Looking to the future
There are other long-term benefits to having many children. A young woman who took my order in a local bagel shop the other day announced happily that she was pregnant with her first baby. “Oh, I hope this will be the first of many,” I responded – rabble-rouser that I am. “We’re only gonna have one,” she said (giving me the hoped-for opening to raise the fertility issue.)
I looked her in the eye and said, “I’d like you to re-evaluate that.” Then I told her about two of my sisters (and their kids) who, though they live out-of-state, had just spent the past week with our 91-year-old Dad. I recounted how my three other brothers and sisters are also frequent visitors, check on him regularly, send gifts, give lots of interesting news about grandkids, and attend to all his needs. Not a single one of them neglects their father or conducts drive-by visits when they “get around to it.” I guess lovingly raising six kids when you are young pays you back in spades when you are old. Funny how that is.
“And why shouldn’t children have siblings to grow up with?” I added. (I did not raise the issue of the “Little Tyrant Prince” syndrome that has been generated by China’s one-child policy, but it often applies to one-child families in our culture, as everyone is well aware.) As if on cue, another worker overhearing our conversation chimed in, “I only have one sister. She’s a pain. That’s enough. Haha.”

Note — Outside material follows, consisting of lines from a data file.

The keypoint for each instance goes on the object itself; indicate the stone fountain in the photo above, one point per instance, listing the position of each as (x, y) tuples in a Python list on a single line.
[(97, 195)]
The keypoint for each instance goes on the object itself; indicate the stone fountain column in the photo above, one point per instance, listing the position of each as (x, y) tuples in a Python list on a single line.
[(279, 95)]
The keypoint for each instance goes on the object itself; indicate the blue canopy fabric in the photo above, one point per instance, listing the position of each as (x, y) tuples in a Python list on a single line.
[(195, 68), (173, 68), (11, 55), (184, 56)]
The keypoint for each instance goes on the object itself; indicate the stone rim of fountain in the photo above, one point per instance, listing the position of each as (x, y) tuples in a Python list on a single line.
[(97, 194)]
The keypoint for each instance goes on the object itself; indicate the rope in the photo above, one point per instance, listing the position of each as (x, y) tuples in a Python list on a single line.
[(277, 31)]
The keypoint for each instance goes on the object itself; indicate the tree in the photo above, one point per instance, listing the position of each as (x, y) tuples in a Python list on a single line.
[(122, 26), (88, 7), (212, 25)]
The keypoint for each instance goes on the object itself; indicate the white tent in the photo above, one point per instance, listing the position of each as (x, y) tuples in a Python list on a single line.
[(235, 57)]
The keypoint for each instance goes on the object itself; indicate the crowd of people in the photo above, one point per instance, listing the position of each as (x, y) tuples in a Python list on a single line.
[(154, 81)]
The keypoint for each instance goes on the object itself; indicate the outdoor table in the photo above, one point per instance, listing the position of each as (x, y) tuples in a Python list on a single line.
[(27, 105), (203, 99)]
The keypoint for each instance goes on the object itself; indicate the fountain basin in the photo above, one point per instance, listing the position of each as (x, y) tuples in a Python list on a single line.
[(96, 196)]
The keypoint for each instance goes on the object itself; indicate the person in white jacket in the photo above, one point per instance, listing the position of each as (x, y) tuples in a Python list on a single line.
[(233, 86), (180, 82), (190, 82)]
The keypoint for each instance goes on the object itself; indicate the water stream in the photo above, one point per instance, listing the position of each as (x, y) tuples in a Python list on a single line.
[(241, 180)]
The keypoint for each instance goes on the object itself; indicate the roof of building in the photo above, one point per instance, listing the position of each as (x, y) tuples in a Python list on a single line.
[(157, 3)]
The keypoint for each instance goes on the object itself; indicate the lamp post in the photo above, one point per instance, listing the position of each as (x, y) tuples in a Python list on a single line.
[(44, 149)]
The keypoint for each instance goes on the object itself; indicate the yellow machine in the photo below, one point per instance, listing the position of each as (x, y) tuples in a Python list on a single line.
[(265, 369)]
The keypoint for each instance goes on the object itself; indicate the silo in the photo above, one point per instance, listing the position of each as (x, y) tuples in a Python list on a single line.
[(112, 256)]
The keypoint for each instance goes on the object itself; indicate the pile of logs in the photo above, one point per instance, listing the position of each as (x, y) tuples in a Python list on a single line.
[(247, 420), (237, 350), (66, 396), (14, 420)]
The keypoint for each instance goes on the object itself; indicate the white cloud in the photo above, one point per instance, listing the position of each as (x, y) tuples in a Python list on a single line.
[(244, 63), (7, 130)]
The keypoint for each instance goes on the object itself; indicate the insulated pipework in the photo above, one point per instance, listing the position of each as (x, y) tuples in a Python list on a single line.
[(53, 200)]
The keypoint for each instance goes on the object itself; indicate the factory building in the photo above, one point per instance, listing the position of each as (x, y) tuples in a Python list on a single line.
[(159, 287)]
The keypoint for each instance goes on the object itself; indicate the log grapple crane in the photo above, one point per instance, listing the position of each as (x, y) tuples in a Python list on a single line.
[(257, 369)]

“You’re actually making my point!” I said, perhaps a little too emphatically. Then I pressed the issue: “So, let’s go there. What happens if you are stuck for the rest of your life with just one annoying sibling that you do not want around your kids and who leaves you with all the responsibilities of caring for your aging parents because she’s off in Alaska pursuing her dreams? You think raising kids is hard? Try raising kids and taking care of elderly parents at the same time.” Then, just for good measure, I added: “And who’s gonna take care of you when you get older? Oh wait, the government, right?” My overflowing righteousness seemed to spend itself with that last bit of sarcasm.
“Never thought of that,” she said (with a somewhat annoyed glance at me for talking about fertility in the middle of a busy restaurant). In my defense, she started it. I only wish the window sticker people could have been there to hear it.
Unfortunately, most young people do not think of these things either – until it is too late (which is why I have these conversations whenever I can, even in restaurants). Fertility is a diminishing asset, not a bank account which grows with interest just by sitting there. After a certain window of opportunity in a young life, the immense power of human fertility declines naturally. It is more like a long-term life insurance plan. Once you buy into the plan, it pays you back when you need it. And like all insurance plans, the time to “think of that” is sooner rather than later.
The original article appeared in edited form on Catholic Stand.